SETTING UP AND USING AN AMAZON EC2 GPU INSTANCE

ADDITIONAL NOTES

Public key authorization

If you set up your own instance, you will need to use public key authentication (which is much preferred over passwords anyway). I have included a private/public key pair (gpu_workshop.pem and gpu_workshop.pub) in the config directory, and the key is authorized for access to the guest accounts used in this workshop. So you can experiment with this if you like. When setting up your own server, you have the choice between either generating a new key (and downloading the private key) or importing a key file that you already have.

If you are using PuTTY, you will need to convert the private key into PuTTY format before using. See the ssh notes for details.

Spot Instances

Spot instances are nice because you can get time on a GPU server for as little as $0.40/hour (the usual price for a GPU server is $2.10/hour). The drawback to spot instances is that they can be terminated at any time if the spot price rises above whatever limit you have set. If you have a long-running job, you will need to save data at "checkpoints," from which you can restart the job to continue it. It is typically straightforward to do this (and is a good idea for long-running jobs anyway).

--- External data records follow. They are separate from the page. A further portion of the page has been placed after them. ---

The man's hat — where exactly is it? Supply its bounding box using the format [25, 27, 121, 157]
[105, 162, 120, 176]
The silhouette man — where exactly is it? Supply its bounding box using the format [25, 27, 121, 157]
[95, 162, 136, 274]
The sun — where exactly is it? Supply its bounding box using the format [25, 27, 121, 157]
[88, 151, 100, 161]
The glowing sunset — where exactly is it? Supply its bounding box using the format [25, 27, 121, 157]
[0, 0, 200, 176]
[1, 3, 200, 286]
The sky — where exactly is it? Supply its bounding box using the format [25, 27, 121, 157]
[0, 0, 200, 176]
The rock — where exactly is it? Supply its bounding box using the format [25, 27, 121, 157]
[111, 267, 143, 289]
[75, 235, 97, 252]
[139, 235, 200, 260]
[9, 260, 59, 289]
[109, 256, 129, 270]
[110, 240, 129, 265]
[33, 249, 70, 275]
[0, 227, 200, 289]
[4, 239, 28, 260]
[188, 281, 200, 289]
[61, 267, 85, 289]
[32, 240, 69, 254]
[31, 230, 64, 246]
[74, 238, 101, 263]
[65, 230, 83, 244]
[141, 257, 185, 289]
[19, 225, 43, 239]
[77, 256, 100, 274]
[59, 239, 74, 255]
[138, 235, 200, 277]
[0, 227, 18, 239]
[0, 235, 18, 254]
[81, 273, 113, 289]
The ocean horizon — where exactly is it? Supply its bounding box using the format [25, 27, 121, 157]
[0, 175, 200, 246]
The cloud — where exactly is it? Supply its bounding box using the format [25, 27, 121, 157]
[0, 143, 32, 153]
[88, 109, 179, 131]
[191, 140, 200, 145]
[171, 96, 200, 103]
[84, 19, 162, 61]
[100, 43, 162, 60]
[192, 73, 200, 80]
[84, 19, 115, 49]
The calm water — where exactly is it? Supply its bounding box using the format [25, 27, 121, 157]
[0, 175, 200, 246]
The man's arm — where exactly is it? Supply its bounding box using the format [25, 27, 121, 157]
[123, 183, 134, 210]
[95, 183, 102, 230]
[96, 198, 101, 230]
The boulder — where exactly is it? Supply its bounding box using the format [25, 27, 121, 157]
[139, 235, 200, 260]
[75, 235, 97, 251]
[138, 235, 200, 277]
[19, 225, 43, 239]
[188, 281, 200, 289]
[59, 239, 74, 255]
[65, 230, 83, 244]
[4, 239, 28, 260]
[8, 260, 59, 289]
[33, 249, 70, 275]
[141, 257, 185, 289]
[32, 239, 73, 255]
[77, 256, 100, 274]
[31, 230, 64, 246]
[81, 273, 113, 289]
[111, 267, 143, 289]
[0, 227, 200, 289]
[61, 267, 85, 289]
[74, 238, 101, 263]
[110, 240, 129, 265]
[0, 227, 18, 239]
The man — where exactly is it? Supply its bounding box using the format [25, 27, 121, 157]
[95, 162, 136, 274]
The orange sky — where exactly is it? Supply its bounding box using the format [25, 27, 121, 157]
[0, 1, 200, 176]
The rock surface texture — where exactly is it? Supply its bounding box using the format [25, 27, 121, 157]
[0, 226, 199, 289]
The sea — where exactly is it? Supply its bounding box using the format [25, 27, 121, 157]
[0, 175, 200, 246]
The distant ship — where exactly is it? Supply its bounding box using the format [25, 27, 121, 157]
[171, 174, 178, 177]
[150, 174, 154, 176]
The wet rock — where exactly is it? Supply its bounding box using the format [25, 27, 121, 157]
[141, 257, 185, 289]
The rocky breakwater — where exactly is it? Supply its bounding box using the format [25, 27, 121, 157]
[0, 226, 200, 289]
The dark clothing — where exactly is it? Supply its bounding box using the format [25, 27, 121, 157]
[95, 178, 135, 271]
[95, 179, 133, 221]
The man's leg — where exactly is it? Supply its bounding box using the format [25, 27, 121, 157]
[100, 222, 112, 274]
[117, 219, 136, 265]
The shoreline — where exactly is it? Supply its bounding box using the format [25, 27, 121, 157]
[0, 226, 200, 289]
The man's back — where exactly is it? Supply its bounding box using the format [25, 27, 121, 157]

The best way to save the checkpoint data is by saving to an attached Amazon storage volume with the persistent option checked (see below). You could also, e.g., set up a script to email checkpoint data to yourself or rsync it to an accessible server.

Storage

To attach a persistent Amazon storage volume, see http://docs.aws.amazon.com/AWSEC2/latest/UserGuide/Storage.html. Such volumes can be mounted in the usual way (e.g., using fstab). One option might be to attach the volume at /home..

A volume can be attached when the instance is initially launched (using the launch dialog), or from the "Volumes" page of the EC2 management console. If an empty volume is attached, it must be set up before being used, e.g. (replace /dev/sdb with your device name; change mount points as desired):

        mkfs -t ext4 /dev/sdb
        mkdir /mnt/q
        mount /dev/sdb /mnt/q
        rsync -avh /home/ /mnt/q
        echo "/dev/sdb /mnt/home ext4 defaults,noatime 0 0" >> /etc/fstab
        parted -l
        <reboot>

Workflow

For the process of software development, it is best to work on a local copy of the code and upload to the server to run (but it is also possible to edit code on the host remotely).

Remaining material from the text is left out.